I am using the Casio 500ms scientific calculator but I don't know how.
Sorry because my question is too easy, I am changing my career so I have to review and upgrade my math, the subject that I have neglected for years.
One COULD in theory use a root-finding scheme like Newton's method, IF you could take derivatives. But this function is defined only on the integers, since it uses factorials.
One way out is to recognize the identity
n! = gamma(n+1)
which will effectively allow you to extend the function onto the real line. The gamma function is defined on the positive real line, though it does have singularities at the negative integers. And of course, you still need the derivative of this expression, which can be done since gamma is differentiable.
By the way, a danger with methods like Newton's method on problems like this is it may still diverge into the negative real line. Choose poor starting values, and you may get garbage out. (I've not looked carefully at the shape of this function, so I won't claim for what set of starting values it will diverge on you.)
Is it worth jumping through the above set of hoops? Of course not. A better choice than Newton's method might be something like Brent's algorithm, or a secant method, which here will not require you to compute the derivative. But even that is a waste of effort.

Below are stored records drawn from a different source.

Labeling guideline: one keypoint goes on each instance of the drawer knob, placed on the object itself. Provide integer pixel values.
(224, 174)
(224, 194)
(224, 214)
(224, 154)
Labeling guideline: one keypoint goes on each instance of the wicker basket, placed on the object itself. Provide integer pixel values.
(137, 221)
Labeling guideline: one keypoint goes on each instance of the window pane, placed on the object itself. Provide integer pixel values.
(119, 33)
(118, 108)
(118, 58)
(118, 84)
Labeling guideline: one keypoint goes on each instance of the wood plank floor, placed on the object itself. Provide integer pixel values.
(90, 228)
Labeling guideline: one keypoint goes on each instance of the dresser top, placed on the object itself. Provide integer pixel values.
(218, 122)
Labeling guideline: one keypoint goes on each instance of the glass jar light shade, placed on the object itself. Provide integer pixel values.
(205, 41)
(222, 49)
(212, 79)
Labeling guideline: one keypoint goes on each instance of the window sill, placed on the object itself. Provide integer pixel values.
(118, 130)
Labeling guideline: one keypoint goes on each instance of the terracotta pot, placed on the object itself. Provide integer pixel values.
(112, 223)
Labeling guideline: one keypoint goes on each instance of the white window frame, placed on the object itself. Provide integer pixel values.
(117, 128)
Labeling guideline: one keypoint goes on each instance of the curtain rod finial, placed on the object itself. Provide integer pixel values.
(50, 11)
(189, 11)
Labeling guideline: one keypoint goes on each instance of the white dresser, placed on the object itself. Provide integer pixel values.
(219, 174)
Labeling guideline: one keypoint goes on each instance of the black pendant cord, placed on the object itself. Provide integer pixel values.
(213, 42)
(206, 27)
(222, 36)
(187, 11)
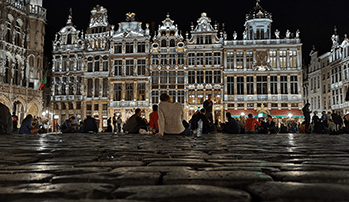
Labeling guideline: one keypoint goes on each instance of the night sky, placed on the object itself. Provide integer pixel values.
(314, 18)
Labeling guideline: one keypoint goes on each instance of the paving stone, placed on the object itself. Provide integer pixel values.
(125, 179)
(151, 169)
(312, 176)
(111, 164)
(185, 163)
(215, 178)
(24, 178)
(171, 193)
(65, 191)
(291, 191)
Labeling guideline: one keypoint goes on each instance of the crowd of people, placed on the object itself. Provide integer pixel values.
(167, 118)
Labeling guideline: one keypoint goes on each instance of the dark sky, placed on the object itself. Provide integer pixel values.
(314, 18)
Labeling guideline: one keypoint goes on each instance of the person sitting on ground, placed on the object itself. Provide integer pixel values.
(171, 116)
(270, 125)
(250, 124)
(208, 127)
(345, 129)
(263, 128)
(135, 123)
(26, 126)
(194, 121)
(231, 126)
(90, 125)
(154, 120)
(241, 123)
(283, 128)
(109, 127)
(67, 126)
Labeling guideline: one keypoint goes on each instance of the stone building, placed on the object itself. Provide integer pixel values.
(106, 71)
(167, 63)
(263, 71)
(22, 31)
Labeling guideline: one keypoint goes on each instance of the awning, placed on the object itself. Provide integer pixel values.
(274, 113)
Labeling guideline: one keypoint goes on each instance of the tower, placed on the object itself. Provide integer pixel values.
(258, 24)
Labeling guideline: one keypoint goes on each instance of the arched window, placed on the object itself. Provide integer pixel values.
(163, 43)
(172, 43)
(69, 39)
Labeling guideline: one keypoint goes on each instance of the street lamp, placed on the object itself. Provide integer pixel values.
(289, 115)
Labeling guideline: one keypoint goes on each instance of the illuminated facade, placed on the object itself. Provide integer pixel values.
(22, 31)
(107, 71)
(263, 71)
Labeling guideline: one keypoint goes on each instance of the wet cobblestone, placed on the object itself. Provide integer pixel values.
(215, 167)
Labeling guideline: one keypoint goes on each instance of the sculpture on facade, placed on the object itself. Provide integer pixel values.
(277, 34)
(298, 33)
(288, 34)
(235, 35)
(130, 17)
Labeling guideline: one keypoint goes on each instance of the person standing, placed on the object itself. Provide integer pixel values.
(135, 123)
(154, 120)
(115, 122)
(250, 125)
(208, 105)
(171, 116)
(119, 122)
(306, 112)
(324, 119)
(14, 122)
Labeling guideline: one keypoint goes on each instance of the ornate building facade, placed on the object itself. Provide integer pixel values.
(329, 87)
(107, 71)
(262, 72)
(22, 31)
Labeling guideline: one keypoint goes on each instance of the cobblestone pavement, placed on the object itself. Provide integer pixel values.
(215, 167)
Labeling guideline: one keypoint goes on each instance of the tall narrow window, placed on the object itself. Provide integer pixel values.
(249, 59)
(129, 47)
(141, 91)
(117, 92)
(155, 60)
(230, 60)
(141, 47)
(230, 85)
(191, 58)
(180, 59)
(272, 58)
(262, 85)
(89, 87)
(199, 59)
(105, 87)
(208, 75)
(239, 60)
(208, 59)
(191, 77)
(129, 67)
(155, 77)
(129, 92)
(200, 77)
(217, 58)
(250, 85)
(240, 85)
(217, 77)
(273, 85)
(118, 67)
(283, 84)
(283, 59)
(141, 67)
(293, 59)
(96, 88)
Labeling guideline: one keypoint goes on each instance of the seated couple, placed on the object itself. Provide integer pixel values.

Recognizing that this is indeed a problem on the integers, one could use a tool like bisection to resolve the solution extremely efficiently. It never requires derivatives, and it will work nicely enough on the integers. Once you have resolved the interval to be as short as possible, the algorithm will terminate, and take vary few function evaluations in the process.
Finally, be careful with this function, as it does involve some rather large factorials, which could easily overflow many tools to evaluate the factorial. For example, in MATLAB, if I did try to evaluate factorial(365):
factorial(365)
ans =
Inf
I get an overflow. I would need to move into a tool like the symbolic toolbox, or my own suite of variable precision integer tools. Alternatively, one could recognize that many of the terms in these factorials will cancel out, so that
365! / (365 - n)! = 365*(365-1)*(365-2)*...*(365-n+1)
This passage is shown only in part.